Los primeros testimonios del culto a los santos se refieren a la costumbre de celebrar el “dies natalis” de los mártires, es decir, el aniversario de su martirio, mediante una ‘memoria’ especial.
El primer testimonio de esta costumbre, que nace en Oriente a finales del siglo II y se extiende a Occidente en el siglo III, se refiere al mártir San Policarpo (165).
En Roma se desarrolló este culto durante la época de las grandes persecuciones.
La primitiva celebración martirial estuvo muy ligada a la Eucaristía, la cual se celebraba cerca de su tumba (si bien incluía un ‘refrigerium’ y una oración), pues las reliquias de los mártires tenían un valor inapreciable.
Eso explica que este culto fuera al principio ‘local’, ya que requería un ‘lugar’ y un ‘aniversario’. Sin embargo, las memorias de los mártires pronto dejaron de estar ligadas a los ‘martirya’ (lugares donde estaban sepultados), extendiéndose a las ‘basílicas’ dedicadas a su nombre.
A la memoria de los mártires se añadió después la de algunos santos.

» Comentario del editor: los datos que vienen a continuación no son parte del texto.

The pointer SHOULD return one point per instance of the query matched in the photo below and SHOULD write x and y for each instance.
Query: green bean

Primero fueron los ‘confesores’, esto es, los ascetas del desierto y obispos santos, a quienes se consideraba como mártires indirectos, sobre todo una vez que terminaron las persecuciones.
Después se añadieron las ‘vírgenes’, pues su lucha por guardar la castidad perfecta era equiparable al martirio.

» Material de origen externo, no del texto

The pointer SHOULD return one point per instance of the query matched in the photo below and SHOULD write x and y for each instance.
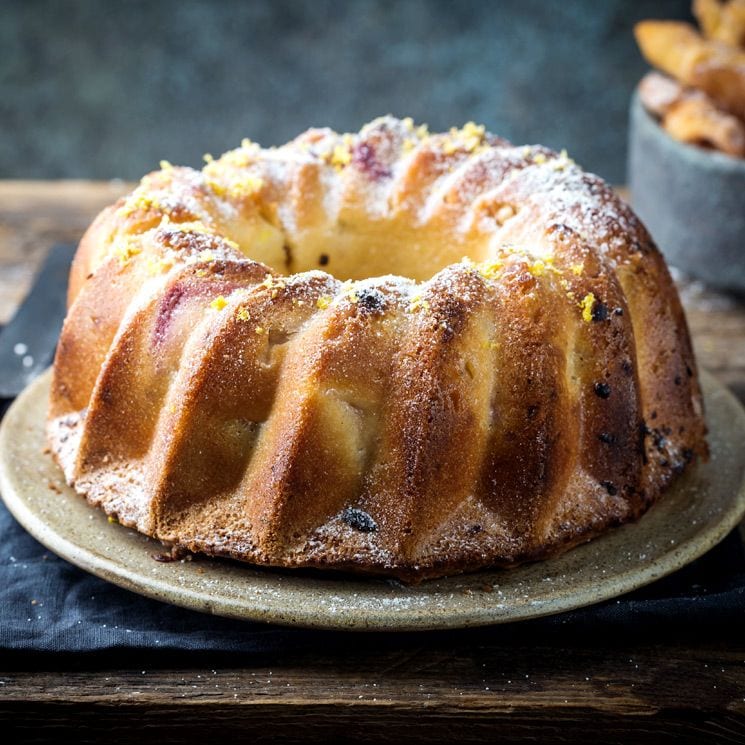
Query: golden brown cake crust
(527, 386)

Junto a las ‘vírgenes’ fueron colocadas las ‘viudas’.
Finalmente, los obispos fueron considerados como mártires cuando cumplían su ministerio con absoluta entrega.
Se unirían los ‘fundadores’, los ‘misioneros¡, y ‘simples fieles’, hombres y mujeres, testigos de Jesucristo.

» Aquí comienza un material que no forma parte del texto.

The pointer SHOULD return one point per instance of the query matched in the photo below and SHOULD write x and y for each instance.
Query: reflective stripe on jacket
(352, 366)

Los nombres de los santos se conservaron al principio en unas listas que se llamaron “Depositiones martyrum”, la más antigua de las cuales es la “Depositio martyrum” del 354.
El culto de los santos se propagó durante los siglos IV-VIII, gracias a la repartición de las reliquias. Éste es el momento en el que aparecen no pocas leyendas, cuyo objetivo consistía en realzar la personalidad de los mártires de los que no se sabía casi nada en el siglo IV.
Durante los siglos VIII-X se incorporan pocos santos al calendario, aunque es el momento en el que florecen los ‘martirologios históricos’, esto es, los relatos que pretenden justificar históricamente las celebraciones de los mártires, santos, dedicaciones, etc.
Con el triunfo de la reforma Gregoria –a finales del siglo XI- una nueva oleada de santos entra en el calendario de la Iglesia Romana, en su mayoría papas y mártires no romanos.
En los siglos XII-XIII se incorporan algunos santos ilustres de ese momento (Domingo de Guzmán, Francisco de Asís, Antonio de Padua, etc.), que fueron venerados inmediatamente después de su muerte.
San Pío V (1568) aligeró el número de santos del Calendario Romano. Sin embargo, en el siglo XVIII se habían introducido ya 50 nuevos santos. En los siglos siguientes se admitieron 40 más.
Esta floración provocó serias dificultades en la celebración del “propio del tiempo”, donde se celebran los misterios de la Redención, de tal modo que, a principios del siglo XX, casi había desaparecido la celebración de los ‘domingos del año” y las ‘ferias de Cuaresma’.
Los papas San Pío X y Pío XII quisieron remediar esta situación decretando la revisión del Calendario. Sin embargo, esta revisión sólo ha sido posible en 1969.